Where there is work of a kind which could involve risk, by reason of her condition, to a new or expectant mother, or to her baby, the employer should carry out a risk assessment and record the findings. In carrying out the risk assessment, the employer must consider any current knowledge about hazards and the extent of the risk. Common risks include heavy lifting; extreme temperatures; movement and postures; mental and physical fatigue; and excessive travelling. The risk assessment must be reviewed if there is reason to suspect that it is no longer valid or there is significant change in the matters to which it relates.

Take any necessary steps to prevent or avoid risks

The employer has a duty to make appropriate arrangements for the effective planning, organisation, control, monitoring and review of the preventive and protective measures required by law – for example, by giving appropriate instructions to employees to help them avoid any risk. Suitable rest facilities should be provided for pregnant women and nursing mothers.

Inform employees of risks and what measures are being taken to deal with them

The employer must provide its employees with comprehensible and relevant information on the risks to their health and safety identified by the risk assessment (including any preventive and protective measures taken).

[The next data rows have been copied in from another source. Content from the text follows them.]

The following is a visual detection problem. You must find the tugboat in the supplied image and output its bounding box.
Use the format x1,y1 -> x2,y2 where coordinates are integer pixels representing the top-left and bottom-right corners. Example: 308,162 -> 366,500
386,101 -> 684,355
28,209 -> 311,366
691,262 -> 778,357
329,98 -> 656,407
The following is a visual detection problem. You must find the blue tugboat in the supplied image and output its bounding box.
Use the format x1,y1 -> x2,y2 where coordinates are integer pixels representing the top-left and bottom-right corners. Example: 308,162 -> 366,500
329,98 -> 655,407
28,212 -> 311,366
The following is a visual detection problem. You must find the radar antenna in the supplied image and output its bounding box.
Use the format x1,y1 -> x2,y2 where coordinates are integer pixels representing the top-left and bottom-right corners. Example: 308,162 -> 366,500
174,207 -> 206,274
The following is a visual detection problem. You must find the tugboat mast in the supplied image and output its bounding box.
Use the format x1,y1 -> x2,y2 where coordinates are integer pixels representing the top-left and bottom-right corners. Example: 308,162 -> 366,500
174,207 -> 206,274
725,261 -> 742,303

If the employee has notified her employer in writing that she is pregnant, has given birth within the previous 6 months, or is breastfeeding the employer must:

  • once an assessment has revealed a risk, which cannot be prevented or avoided, if it is reasonable to do so and would avoid such risks, alter the employee’s working conditions or hours of work (without altering pay or benefits);
  • if risks cannot be avoided by altering working conditions or hours of work, offer suitable alternative work;
  • if it is not possible to alter the employee’s working conditions or hours of work, offer the employee suitable alternative work where this is available;
  • if there is no suitable alternative work, suspend the employee from work (on full pay and benefits) for so long as is necessary to avoid the risk.